I am wiling to accept your analysis for two continuous pdf's.  However, in the
case being considered here, rand1 and rand2 are uniform discrete distributions
on [0 .. 65535] (note 65535 = 2^16-1, a bit pattern of all 1s in a 16-bit
integer).  Then rand1*65536 + rand2 is the same as shifting rand1 left by
16 bits and or'ing rand2 into the lower 16 bits.  For each integer in 
[0 .. 65536^2 -1 ], there is a unique way that it can arise from this sum.
So it seems to me that P(k) = (1/65536)^2 for k in [0..65536^2-1],
because the two underlying terms each occur with P = 1/65536; therefore, it
is a uniform random distribution on the 32-bit integers.  

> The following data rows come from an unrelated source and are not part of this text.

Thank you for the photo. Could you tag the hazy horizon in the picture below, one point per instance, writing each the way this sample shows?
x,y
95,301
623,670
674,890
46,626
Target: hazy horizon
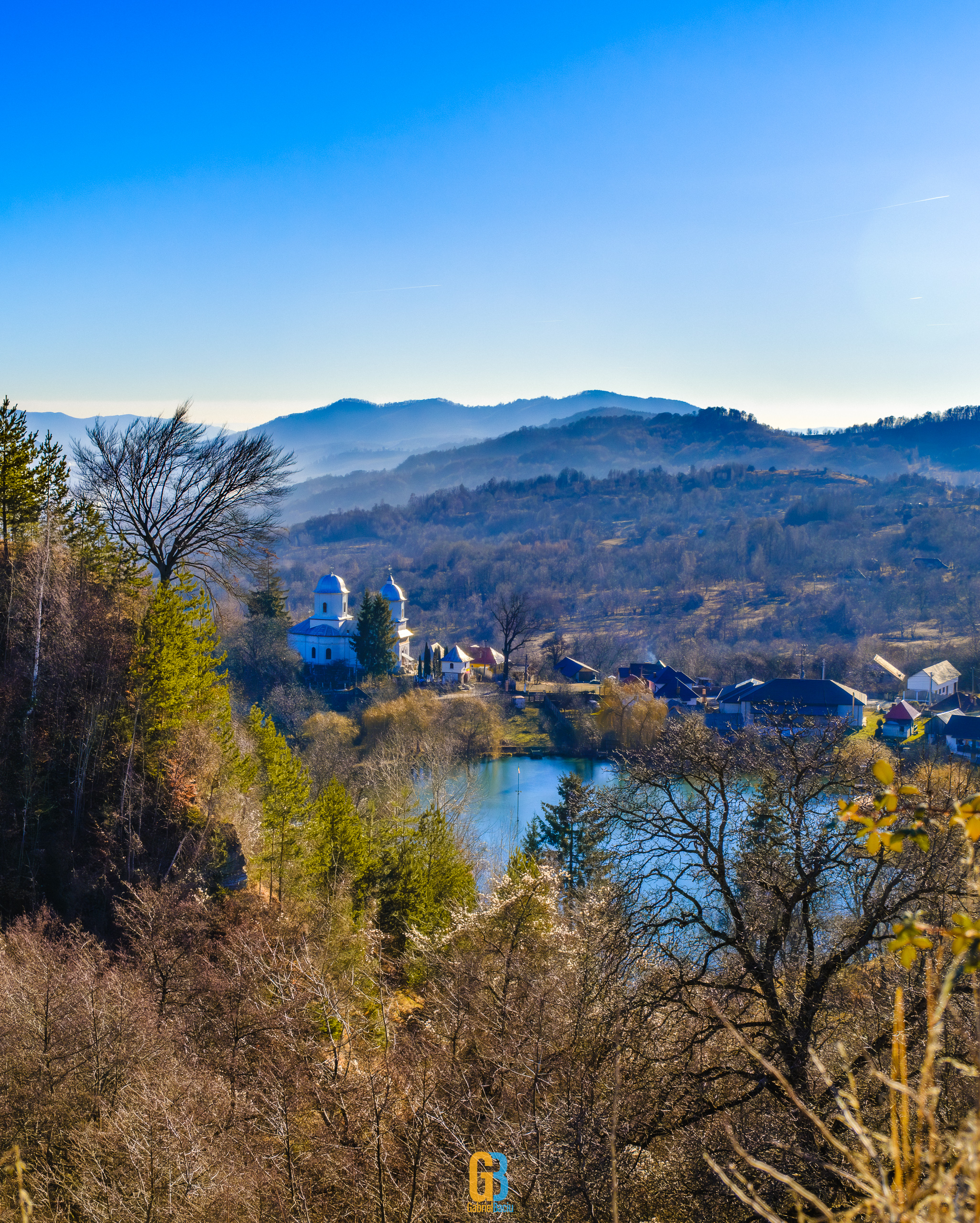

In general, we are looking at the very special case of two discrete 
uniform distributions on [0..n-1], and forming the new distribution
rand = n*rand1 + rand2.

Another thought:  this can be viewed not as a sum, but as picking
a coordinate in [0..65535] x [0..65535] using the two independent uniform
random variables.  The mapping from this rectangular region to [0..65536^2-1]
is 1-1 and onto, so the resulting distribution is uniform.


-- 
Tom Wilson                        wilson at uhccux.uhcc.Hawaii.Edu (Internet)
                                  wilson at uhccux.UUCP || wilson at uhccux (Bitnet)